Ode on a Grecian burn
Have you sold all your euros? Made an exit from European equity markets? Or possibly taken short positions against the euro and stand to reap some impressive rewards? If so, you might be feeling a little smug at the moment.
However (there is always a 'however' in these matters), a convincing case for complacency has yet to be made, even for those of us who live in Asia, far removed from the travails of Europe.
Because of the increasing integration of financial markets and the speed at which information is conveyed, every time an event occurs - albeit in a minor market such as Greece (which accounted for a mere 2.3 per cent of the euro zone's economy last year) - there is talk of contagion.
The first impact is likely to be on the highly vulnerable economies of Spain and Portugal, followed by Ireland, which is still struggling to get off its knees. Italy, which defies gravity when the nation's lifestyle is compared with its fiscal deficit, will probably be the next to fall.
All these nations, of course, are united by this currency, and it is precisely the global nature of the euro that causes the problems.
As the euro devalues, goods made in the European Union become cheaper on world markets, and the knee-jerk inclination to seek production in lower-cost places, such as Asia, diminishes.
Then there is the question of European demand for imported goods. In China, for example, Europe was the destination for 18 per cent of exports. However, in April, the brokerage CLSA estimates that the exports to the euro zone dropped 2.4 per cent from April last year.
So, here's a double whammy of increasing competition from Europe on the output side coupled with falling demand. Then there is the matter of market impact. Big European banks hold large amounts of euro-zone sovereign debt. There is a real worry the crisis will spread to the bank sector, triggering fresh rounds of government bailouts.
The net result here should be a massive devaluation of the euro. But over the past year, the currency has fallen only 10 per cent against the US dollar. Yet even within this period, the euro has shown an ability to bounce back - in October, it was back where it was in March 2011. The extraordinary resilience is partly because the Europeans themselves are not shifting out of their common currency. They are hoarding it to pay off debts and other liabilities.
We are already seeing brave talk about how the euro could do very nicely if Greece withdrew from the common currency. It is even suggested that, if some of the other weaker countries reverted to their national currencies, the euro would have a better future.
However, things rarely work out so neatly. Currencies are ultimately matters of faith. No longer can you exchange a pound note for gold; like other currencies, the British pound is a piece of paper based on confidence that it can be freely traded and that it somehow contains intrinsic value. That confidence can rapidly fade for a new currency like the euro if its component parts start to slip away.
Meanwhile, the great European electorate appears to have rejected the gospel of austerity that has been the orthodoxy of policymakers from London to Berlin to Paris and Athens. In each of these places, electors in recent local and national elections have severely punished ruling parties who follow this line.

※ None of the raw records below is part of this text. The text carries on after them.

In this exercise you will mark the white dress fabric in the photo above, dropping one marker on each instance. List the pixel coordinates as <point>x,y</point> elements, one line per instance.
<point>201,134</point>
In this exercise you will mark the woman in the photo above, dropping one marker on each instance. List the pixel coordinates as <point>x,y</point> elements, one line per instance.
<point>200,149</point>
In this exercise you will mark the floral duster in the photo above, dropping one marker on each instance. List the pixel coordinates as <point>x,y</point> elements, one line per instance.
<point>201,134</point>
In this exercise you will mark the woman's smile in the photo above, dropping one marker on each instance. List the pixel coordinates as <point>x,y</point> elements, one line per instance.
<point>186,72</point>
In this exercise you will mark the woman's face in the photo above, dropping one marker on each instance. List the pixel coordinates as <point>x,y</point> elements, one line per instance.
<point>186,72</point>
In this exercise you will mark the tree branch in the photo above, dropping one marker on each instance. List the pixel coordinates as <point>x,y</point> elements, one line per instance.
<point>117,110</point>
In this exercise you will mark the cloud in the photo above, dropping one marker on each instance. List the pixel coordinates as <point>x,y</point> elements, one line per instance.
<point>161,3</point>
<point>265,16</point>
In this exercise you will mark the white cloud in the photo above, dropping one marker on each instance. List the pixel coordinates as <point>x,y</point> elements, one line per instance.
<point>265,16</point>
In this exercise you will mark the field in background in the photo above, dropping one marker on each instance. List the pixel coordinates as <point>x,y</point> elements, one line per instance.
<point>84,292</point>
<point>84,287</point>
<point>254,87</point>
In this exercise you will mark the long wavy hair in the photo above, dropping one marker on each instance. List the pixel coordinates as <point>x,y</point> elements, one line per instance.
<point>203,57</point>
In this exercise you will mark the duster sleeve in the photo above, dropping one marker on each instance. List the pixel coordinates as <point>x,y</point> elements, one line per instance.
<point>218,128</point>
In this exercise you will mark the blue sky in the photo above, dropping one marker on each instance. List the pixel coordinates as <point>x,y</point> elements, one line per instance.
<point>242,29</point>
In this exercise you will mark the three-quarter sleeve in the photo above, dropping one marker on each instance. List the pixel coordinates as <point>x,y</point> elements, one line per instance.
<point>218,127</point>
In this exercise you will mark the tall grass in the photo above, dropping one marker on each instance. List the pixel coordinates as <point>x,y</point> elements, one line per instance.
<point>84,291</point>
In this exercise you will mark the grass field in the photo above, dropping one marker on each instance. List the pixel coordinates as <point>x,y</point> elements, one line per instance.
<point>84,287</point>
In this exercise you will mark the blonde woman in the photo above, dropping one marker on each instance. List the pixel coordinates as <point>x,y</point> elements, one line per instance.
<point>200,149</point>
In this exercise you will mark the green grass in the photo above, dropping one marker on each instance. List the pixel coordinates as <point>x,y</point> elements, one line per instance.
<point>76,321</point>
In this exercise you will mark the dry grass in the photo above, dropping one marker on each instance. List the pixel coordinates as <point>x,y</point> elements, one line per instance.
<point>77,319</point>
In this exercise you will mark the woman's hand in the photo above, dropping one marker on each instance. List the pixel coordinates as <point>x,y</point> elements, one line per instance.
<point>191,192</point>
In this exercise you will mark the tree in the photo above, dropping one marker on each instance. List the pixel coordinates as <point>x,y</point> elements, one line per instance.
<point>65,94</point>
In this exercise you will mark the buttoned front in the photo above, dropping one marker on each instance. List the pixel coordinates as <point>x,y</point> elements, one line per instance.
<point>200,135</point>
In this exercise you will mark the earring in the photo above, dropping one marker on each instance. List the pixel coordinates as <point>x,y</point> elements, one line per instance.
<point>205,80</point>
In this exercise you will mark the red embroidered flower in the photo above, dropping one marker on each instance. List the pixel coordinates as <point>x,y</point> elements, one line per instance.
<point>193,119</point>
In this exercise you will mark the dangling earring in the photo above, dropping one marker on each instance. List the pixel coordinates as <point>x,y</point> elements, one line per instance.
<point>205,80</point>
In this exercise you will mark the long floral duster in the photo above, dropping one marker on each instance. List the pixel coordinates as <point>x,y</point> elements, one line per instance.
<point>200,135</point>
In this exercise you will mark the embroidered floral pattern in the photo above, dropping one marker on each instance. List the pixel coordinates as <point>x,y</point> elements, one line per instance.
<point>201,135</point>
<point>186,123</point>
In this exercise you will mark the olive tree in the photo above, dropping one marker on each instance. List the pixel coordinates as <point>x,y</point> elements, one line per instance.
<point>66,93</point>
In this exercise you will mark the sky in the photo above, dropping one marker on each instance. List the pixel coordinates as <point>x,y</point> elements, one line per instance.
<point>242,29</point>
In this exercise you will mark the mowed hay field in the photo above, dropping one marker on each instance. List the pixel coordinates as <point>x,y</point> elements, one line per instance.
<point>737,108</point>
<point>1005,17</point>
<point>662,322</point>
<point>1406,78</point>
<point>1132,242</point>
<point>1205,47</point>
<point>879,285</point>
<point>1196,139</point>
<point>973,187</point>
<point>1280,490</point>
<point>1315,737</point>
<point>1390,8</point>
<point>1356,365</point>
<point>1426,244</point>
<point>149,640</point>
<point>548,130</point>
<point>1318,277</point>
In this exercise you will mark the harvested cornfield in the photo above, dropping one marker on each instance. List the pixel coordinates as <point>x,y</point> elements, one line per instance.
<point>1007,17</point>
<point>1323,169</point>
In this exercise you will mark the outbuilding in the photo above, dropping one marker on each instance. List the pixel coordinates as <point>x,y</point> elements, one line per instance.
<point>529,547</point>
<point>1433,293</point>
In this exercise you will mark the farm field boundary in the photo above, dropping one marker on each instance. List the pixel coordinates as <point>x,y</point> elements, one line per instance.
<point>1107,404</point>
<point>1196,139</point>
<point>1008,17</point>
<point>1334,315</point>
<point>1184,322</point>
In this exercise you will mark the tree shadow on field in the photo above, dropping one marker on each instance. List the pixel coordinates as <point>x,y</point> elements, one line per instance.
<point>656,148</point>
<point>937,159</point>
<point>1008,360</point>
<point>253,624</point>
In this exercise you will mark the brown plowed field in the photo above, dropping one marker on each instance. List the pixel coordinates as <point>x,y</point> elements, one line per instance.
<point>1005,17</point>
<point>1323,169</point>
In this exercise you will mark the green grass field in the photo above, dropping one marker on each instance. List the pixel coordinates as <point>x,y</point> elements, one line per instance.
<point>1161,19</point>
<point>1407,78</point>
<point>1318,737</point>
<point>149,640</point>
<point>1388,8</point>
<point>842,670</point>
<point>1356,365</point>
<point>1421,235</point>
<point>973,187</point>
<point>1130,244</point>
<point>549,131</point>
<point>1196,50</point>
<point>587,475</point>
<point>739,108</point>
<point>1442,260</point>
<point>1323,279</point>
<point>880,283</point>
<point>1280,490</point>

It also happens to be a line that equity investors like, and, as long as it holds, it explains why European stock markets have not fallen even further.
Where does this leave investors in places such as Hong Kong? The brave will already be trying to identify high-value European stocks whose price has fallen as they became entangled in the carnage. But even today, few of these are trading at truly bargain basement prices. The German market, for example, is still trading on an average price/earnings ratio of 12.
Yet there is nervousness in global markets and it has spread with little discrimination from battered Greece to New York and even Hong Kong. As ever, this presents buying opportunities because sentiment-driven markets quickly turn the other way.
Meanwhile, the best strategy for those on the sidelines of Europe is almost certainly to stay there.